Es de estricta justicia aclarar que, en efecto, Juan José Machain había estado involucrado activamente en una conspiración para derrocarlo y asesinarlo -además de haber participado, en 1811, en una conjura tendiente a reponer en el gobierno a Velazco-; pero ello de ninguna manera atenúa la monstruosidad del doctor Francia de haberlo mantenido en prisión catorce años antes de ejecutarlo. Según el historiador Julio César Chaves, el Dictador había dispuesto la prisión de Machain durante tantos años como hubiese durado su matrimonio con Petrona de Zavala, antes de ser detenido. Terrible.
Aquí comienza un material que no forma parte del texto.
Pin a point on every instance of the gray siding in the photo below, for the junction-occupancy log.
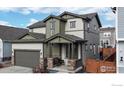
(7, 49)
(121, 22)
(92, 37)
(57, 27)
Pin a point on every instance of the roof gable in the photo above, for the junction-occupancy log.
(52, 16)
(27, 37)
(11, 33)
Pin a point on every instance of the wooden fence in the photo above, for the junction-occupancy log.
(97, 66)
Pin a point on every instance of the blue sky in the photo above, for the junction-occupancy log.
(24, 16)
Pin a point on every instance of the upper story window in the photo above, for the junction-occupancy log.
(52, 27)
(95, 28)
(88, 26)
(73, 24)
(107, 34)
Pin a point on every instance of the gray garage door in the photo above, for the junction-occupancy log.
(27, 58)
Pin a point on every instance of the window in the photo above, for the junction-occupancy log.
(73, 24)
(66, 51)
(86, 47)
(121, 59)
(95, 28)
(52, 27)
(94, 49)
(91, 47)
(107, 34)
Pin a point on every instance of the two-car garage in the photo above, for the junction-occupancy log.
(27, 54)
(26, 58)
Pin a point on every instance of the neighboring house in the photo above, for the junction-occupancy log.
(107, 37)
(121, 39)
(66, 36)
(6, 35)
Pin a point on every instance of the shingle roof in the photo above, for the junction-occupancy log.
(35, 35)
(53, 16)
(84, 16)
(66, 36)
(107, 29)
(37, 25)
(91, 15)
(11, 33)
(39, 38)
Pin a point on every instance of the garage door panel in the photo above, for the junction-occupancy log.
(27, 58)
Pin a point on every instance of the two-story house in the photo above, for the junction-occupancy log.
(68, 36)
(107, 37)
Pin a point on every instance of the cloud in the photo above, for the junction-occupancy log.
(5, 23)
(105, 13)
(32, 21)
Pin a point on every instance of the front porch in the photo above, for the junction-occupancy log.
(68, 50)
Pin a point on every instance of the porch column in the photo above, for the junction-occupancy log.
(72, 49)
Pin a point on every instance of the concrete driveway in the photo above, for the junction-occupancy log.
(16, 69)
Diversos factores concurrían para que al momento de estallar en Buenos Aires la Revolución de Mayo, la provincia del Paraguay estuviese en condiciones de proclamar su propia independencia respecto a cualquier otro poder, sea éste español, luso-brasilero o... porteño. Su particular situación geográfica, que la hacía proclive al aislamiento, la especial identificación de sus pobladores con el terruño, la influencia de las misiones jesuíticas y el antecedente de la revolución de los comuneros, eran los principales. Así las cosas, no era de extrañar que el Paraguay viera a la expedición militar mandada por la Junta de Buenos Aires con Manuel Belgrano a su frente, como un intento de avasallar su autonomía. De allí la convocatoria en Asunción al congreso del 24 de julio de 1810. Luego, rechazada la fuerza comandada por Belgrano, los paraguayos, de resultas de un movimiento encabezado por Vicente Iturbe y Pedro Caballero, conformaron una junta de gobierno integrada por el propio gobernador Bernardo de Velazco, Juan Zeballos y Gaspar Rodríguez de Francia.
Se iniciaba de ese modo la carrera política del doctor Francia (que ya había tenido algunos otros preliminares, los cuales, por necesarias limitaciones de espacio en el presente artículo me veo precisado a obviar), la cual ya no se detendría.
Muy pronto, se alejó del gobierno a Velazco, sospechado de españolismo y de connivencia con los portugueses, y se eligió la Junta Gubernativa presidida por Fulgencio Yegros e integrada además por Pedro Caballero, fray Francisco Bogarin, el doctor Francia y Fernando de la Mora. Se dispuso también que hasta tanto se reuniese un congreso general de todas las provincias del virreinato, el Paraguay se gobernaría a sí mismo con absoluta prescindencia de Buenos Aires; a la par que se designaba al doctor Francia como diputado representante del Paraguay ante el gobierno de ésta. Por escrito (con mucho del suarismo) pensado y redactado por el propio doctor Francia, fechado el 20 de julio de 1811, el Paraguay comunicaba a Buenos Aires que se constituía en provincia libre y en pleno goce de sus derechos. El gobierno de Buenos Aires destacó entonces hacia Asunción a Manuel Belgrano y Vicente Anastasio Echevarría, a fin de acordar con los paraguayos que “la provincia del Paraguay debe quedar sujeta al gobierno de Buenos Aires, al igual que lo están las demás Provincias Unidas, por exigirlo así el interés común de todas”. A la opinión de Belgrano se opuso tenazmente el doctor Francia, quien sostuvo la autonomía paraguaya, acordándose finalmente, el 12 de octubre de 1811, que mientras no se verificase un pacto federal entre todas las Provincias del Río de la Plata; la provincia del Paraguay se manejaría independientemente.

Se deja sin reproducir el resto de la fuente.